For a long time I was under the impression that the only difference between a game in japanese and in english or any other western language was the text which is written on the screen.
Of course I was completely wrong. I'm now extremely interested at the technical (non linguistical) differences.
With my thread about translating my game to japanese
and the thread about comparing game locatlisations
, I learned a lot of things.
No matter how simple or complex the games are, if some text is going to be written on screen in japanese, different technical choices about how the screen layout is done, etc... is going to be made. This also affects if a game is being translated form a japanese version.
1) If the game uses exclusively kana, it is not too different than english text. But still a lot more can be said in less screen space, and dialogue boxes will be smaller. It is extremely common to leave a blank tile line between 2 lines of text, in order to have the text more readable, but also in order to place dakutens and handakutens. Some games place them as raw characters, but then a space appears in the text, and it can be "weird" to japanese readers.
Kanas have in average more details than our letters, and for this reason they often need the entire 8x8 tile space, as opposed to letters which can easily be squeezed in 7x7 or even less, leaving some blank space for intelligibility. This is not possible with hiragana. However, this is also somewhat possible with katakana, so some games made the choice of using exclusively katakana, which apparently can be "weird" to japanese readers.

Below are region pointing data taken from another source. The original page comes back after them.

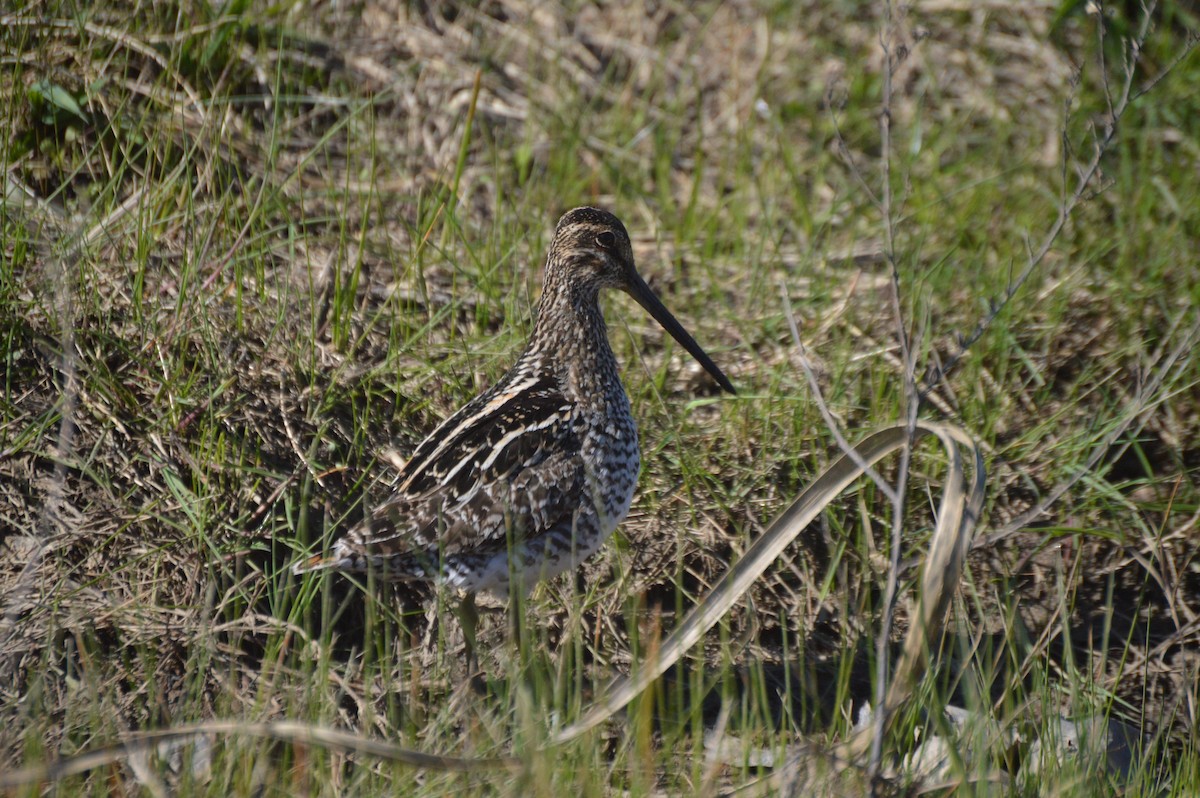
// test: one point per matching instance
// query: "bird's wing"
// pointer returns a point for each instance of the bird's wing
(508, 463)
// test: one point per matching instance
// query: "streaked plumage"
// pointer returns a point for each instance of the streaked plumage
(534, 474)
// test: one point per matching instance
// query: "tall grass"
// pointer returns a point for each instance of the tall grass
(251, 255)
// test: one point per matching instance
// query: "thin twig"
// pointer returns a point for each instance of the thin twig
(936, 373)
(892, 55)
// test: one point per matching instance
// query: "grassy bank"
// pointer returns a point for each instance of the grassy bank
(252, 253)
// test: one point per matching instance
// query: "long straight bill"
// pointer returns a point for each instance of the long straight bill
(646, 298)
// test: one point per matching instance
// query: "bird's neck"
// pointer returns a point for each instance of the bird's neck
(571, 340)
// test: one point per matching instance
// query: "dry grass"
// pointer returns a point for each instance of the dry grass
(222, 318)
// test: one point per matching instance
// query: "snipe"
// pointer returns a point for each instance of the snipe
(533, 475)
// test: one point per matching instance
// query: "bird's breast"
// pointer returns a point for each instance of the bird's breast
(611, 461)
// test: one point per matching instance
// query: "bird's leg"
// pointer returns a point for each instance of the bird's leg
(468, 618)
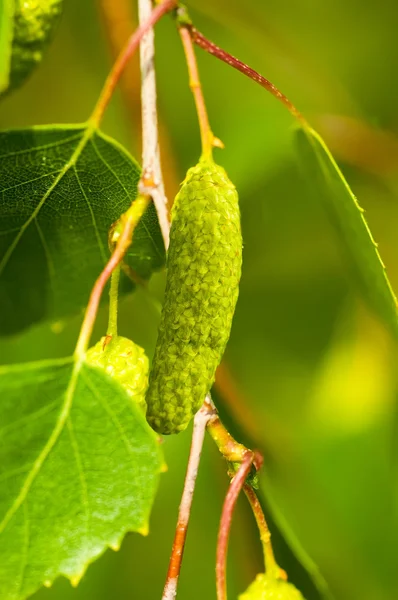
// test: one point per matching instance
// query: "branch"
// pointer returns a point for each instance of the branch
(206, 135)
(199, 427)
(235, 487)
(152, 179)
(113, 78)
(271, 566)
(128, 222)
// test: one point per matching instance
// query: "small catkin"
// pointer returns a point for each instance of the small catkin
(34, 24)
(265, 587)
(126, 362)
(203, 272)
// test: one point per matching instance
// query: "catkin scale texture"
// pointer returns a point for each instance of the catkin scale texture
(203, 272)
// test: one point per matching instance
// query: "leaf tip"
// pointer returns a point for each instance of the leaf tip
(144, 530)
(115, 546)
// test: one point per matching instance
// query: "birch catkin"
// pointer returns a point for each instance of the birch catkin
(203, 272)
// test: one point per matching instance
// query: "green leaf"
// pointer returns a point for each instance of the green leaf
(6, 35)
(61, 190)
(79, 468)
(343, 206)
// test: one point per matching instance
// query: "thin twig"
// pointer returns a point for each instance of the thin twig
(152, 179)
(201, 41)
(113, 302)
(271, 566)
(206, 135)
(225, 523)
(113, 78)
(199, 427)
(129, 222)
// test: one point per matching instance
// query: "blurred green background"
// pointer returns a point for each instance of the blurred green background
(311, 369)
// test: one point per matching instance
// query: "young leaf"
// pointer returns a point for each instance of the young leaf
(6, 34)
(61, 190)
(331, 186)
(79, 468)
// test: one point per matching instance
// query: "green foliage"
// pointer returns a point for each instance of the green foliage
(6, 34)
(61, 190)
(33, 27)
(79, 468)
(204, 268)
(313, 373)
(126, 362)
(332, 188)
(268, 588)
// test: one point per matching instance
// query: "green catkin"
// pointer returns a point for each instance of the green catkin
(34, 24)
(203, 272)
(126, 362)
(265, 587)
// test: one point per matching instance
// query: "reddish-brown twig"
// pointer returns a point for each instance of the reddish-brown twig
(207, 138)
(271, 566)
(201, 419)
(125, 55)
(235, 487)
(129, 221)
(201, 41)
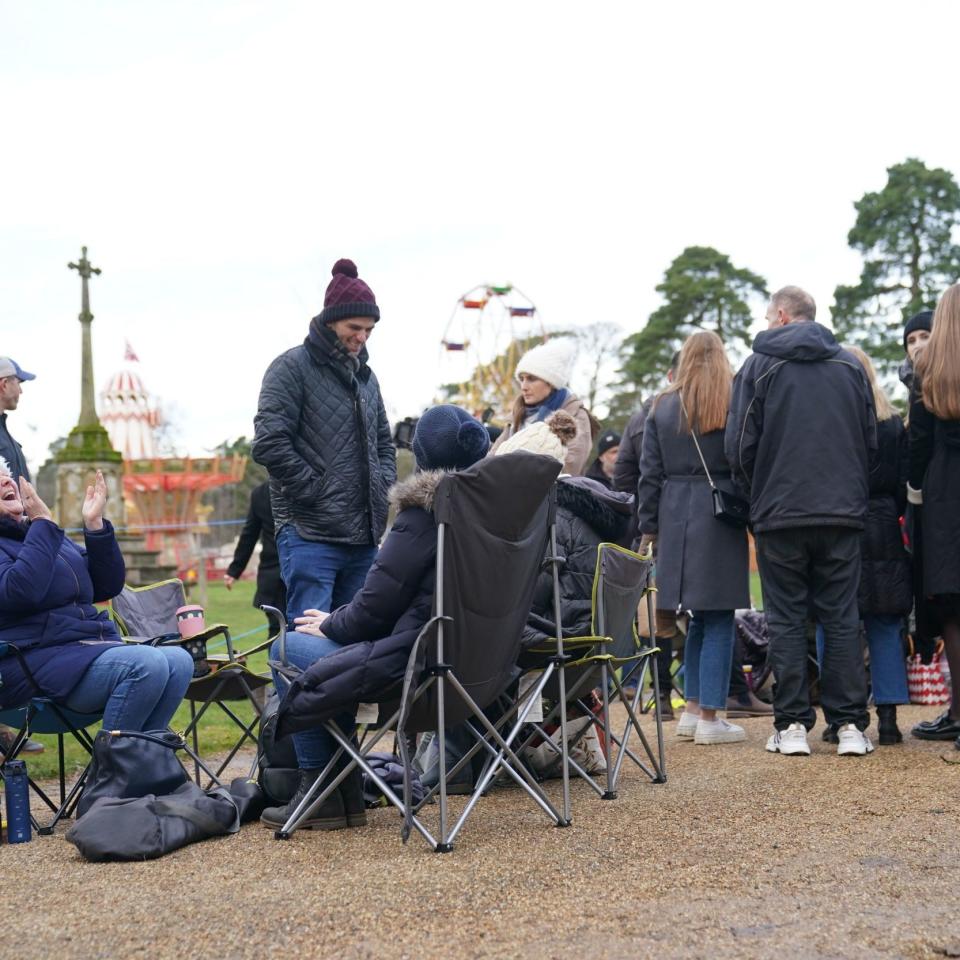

Also, even if only a single hiragana or katakana is loaded in the tileset, there is going to be a need for ~50 tiles for text alone, twice as much as what is required for only an alphabet. If both full alphabets will have to be loaded in the tileset, ~100 tiles will be required, almost half of the background tiles available for the NES. Usually this was considered too much huge of a sacrifice, and this path was seldom taken. However all first 3 Final Fantasy game made this choice, in other words, they sacrificed overall graphics quality in order to have more readable japanese text with both full alphabets.
This "sacrifice" is of course not apparent at all in the western version of FF1, which uses barely half the files. Some symbols and "concatenated" text have been made with the unused tiles though.
2) Some games uses several small 8x8 kanjis in their text. Ninja Gaiden for instance. Technically it just makes the game use even more tiles.
3) Finally, gamres which wanted to use fully kanji text had to make even more sacrifices. They can forgot about a 8x8 font, and usually made a 12x16 or 16x16 "VWF". This would turn out in games that have a VWF when being translated into english. Some games also have 8x16 kanas, and some 16x16 kanjus made with two characters in series.
Usually all the characters are the same width in japanese though, but they still made it "VWF" technically for unknown reason. For instance, in FF6, all chars are 12 pixels wide, but it's still apperntly a VWF like in the american version of the game, in the sense that the number "12" is stored a lot of times near the font, and that some rare characters have a smaller size (I think the small ya, yu, yo characters are in this cathegory).
Some games, such as Seiken Densetsu 3 went as far as to use a special high-resolution mode for text alone. This probably increased the readability of kanjis, which are very complex to draw even if they are 12x12 pixels.
This probably affects how the text is encoded and compressed in ROM too. Since there is about 2700 kanjis, we need at least 12 bits per characters, instead of only 8, before compression. Also chances are that different compression algorithms have to be used than with english text in order to be efficient.